Gary Dop is a poet and an English professor at North Central University in Minneapolis.
It's been a week since police in Brownsville, Texas, shot and killed a 15-year-old boy who refused to drop a weapon that turned out to be a pellet gun. Police said they gave the boy numerous opportunities to drop the gun before they opened fire.
I was shocked by how many people vilified the eighth-grader. While all accounts indicate that the officers acted according to protocol, the media coverage and general conversation seem to be overly focused on defending the officers.
I have three daughters, and every time there's a gun involved in a school anywhere, I think of them: What if my daughter was in the room? What if my daughter knew the boy? What if my daughter had been holding the pellet gun?
The morning after the shooting, I heard two radio jockeys defend the officers as heroes and blast the eighth-grader for his stupidity. The next day, I overheard a couple in the grocery store discussing the shooting. One said, "If you're dumb enough to wave a gun, don't be surprised when you get killed."
I know it's important to support police officers. But police officers don't make decisions based on whether or not the public will defend them. They know their decisions will be and should be scrutinized.
We need to allow time for other perspectives, because there's more to the story. The boy's devastated parents must have the opportunity to ask, "Why is it ever OK to shoot an eighth-grader? Why is my child dead?"
They will likely never find an acceptable answer.

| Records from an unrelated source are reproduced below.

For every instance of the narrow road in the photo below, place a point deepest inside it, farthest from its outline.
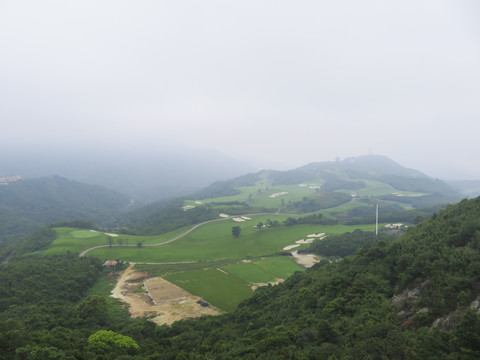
(83, 253)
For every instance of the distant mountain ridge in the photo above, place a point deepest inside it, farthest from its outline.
(371, 164)
(29, 203)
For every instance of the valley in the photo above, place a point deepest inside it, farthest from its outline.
(243, 254)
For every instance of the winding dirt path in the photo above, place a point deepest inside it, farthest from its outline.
(84, 252)
(165, 302)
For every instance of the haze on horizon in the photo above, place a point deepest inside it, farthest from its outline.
(275, 83)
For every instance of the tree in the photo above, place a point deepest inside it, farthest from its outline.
(236, 231)
(107, 342)
(93, 310)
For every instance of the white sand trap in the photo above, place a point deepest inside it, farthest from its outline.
(316, 235)
(289, 247)
(278, 194)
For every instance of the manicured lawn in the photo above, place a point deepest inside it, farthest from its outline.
(77, 240)
(225, 291)
(215, 241)
(264, 270)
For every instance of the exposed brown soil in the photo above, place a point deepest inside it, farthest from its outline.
(174, 302)
(305, 260)
(276, 282)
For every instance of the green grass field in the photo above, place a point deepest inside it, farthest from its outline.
(264, 270)
(215, 241)
(225, 291)
(77, 240)
(215, 270)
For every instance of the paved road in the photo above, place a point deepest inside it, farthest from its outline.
(83, 253)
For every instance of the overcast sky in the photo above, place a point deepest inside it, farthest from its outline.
(276, 83)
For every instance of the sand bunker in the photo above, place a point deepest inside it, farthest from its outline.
(278, 194)
(177, 304)
(289, 247)
(306, 241)
(316, 235)
(305, 260)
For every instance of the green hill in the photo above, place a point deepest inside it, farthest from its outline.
(415, 297)
(31, 203)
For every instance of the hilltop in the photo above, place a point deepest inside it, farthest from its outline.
(415, 297)
(345, 190)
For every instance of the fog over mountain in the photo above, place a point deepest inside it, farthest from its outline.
(276, 85)
(144, 174)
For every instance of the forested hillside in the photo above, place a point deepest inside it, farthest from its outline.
(415, 297)
(26, 205)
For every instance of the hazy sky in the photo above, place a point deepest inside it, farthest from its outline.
(277, 83)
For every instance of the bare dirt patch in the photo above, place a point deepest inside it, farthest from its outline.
(141, 305)
(162, 292)
(276, 282)
(305, 260)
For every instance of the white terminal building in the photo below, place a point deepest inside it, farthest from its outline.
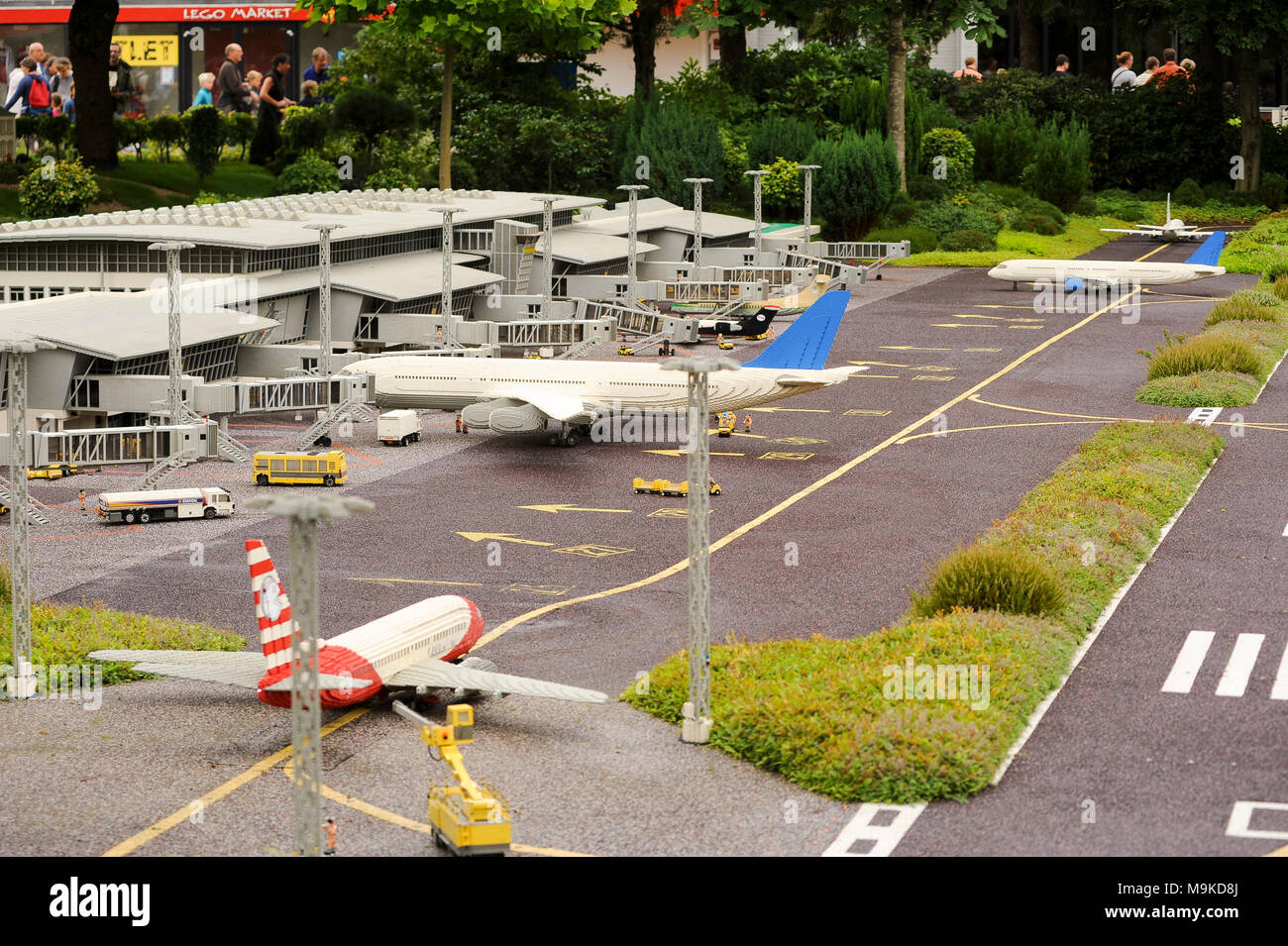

The officer's "right decision," as it's been called, is also the wrong decision. An eighth-grader with a pellet gun should never be shot and killed. On the other hand, an eighth-grader who will not put down a pellet gun that looks like a real gun will almost always be shot and killed.
Pellet guns shouldn't look real. They should be painted in bright colors. But that attempt at a constructive suggestion misses the point.
The real question is an ethical conundrum: Is it ever right to shoot an eighth grader who is armed with a pellet gun? The answer is "no." It is allowable, and perhaps understandable given the circumstances, but it is not right. It can't be.
I grow weary hearing people dismiss the eighth-grader as a fool. Perhaps every decision he made in this process indicates his youthful idiocy, but this is nothing to celebrate. A child — a Cummings Junior High School drum major — is dead.
I doubt the officers want our congratulations. This justifiable thing they did will likely haunt them more than it will ever honor them.
As for me, I'll pick up my daughter from school today, nod if I see the security officer, and I'll hug my daughter tighter than usual. And I'll empathize with a father in Texas who can't understand what none of us would be able to understand in his place.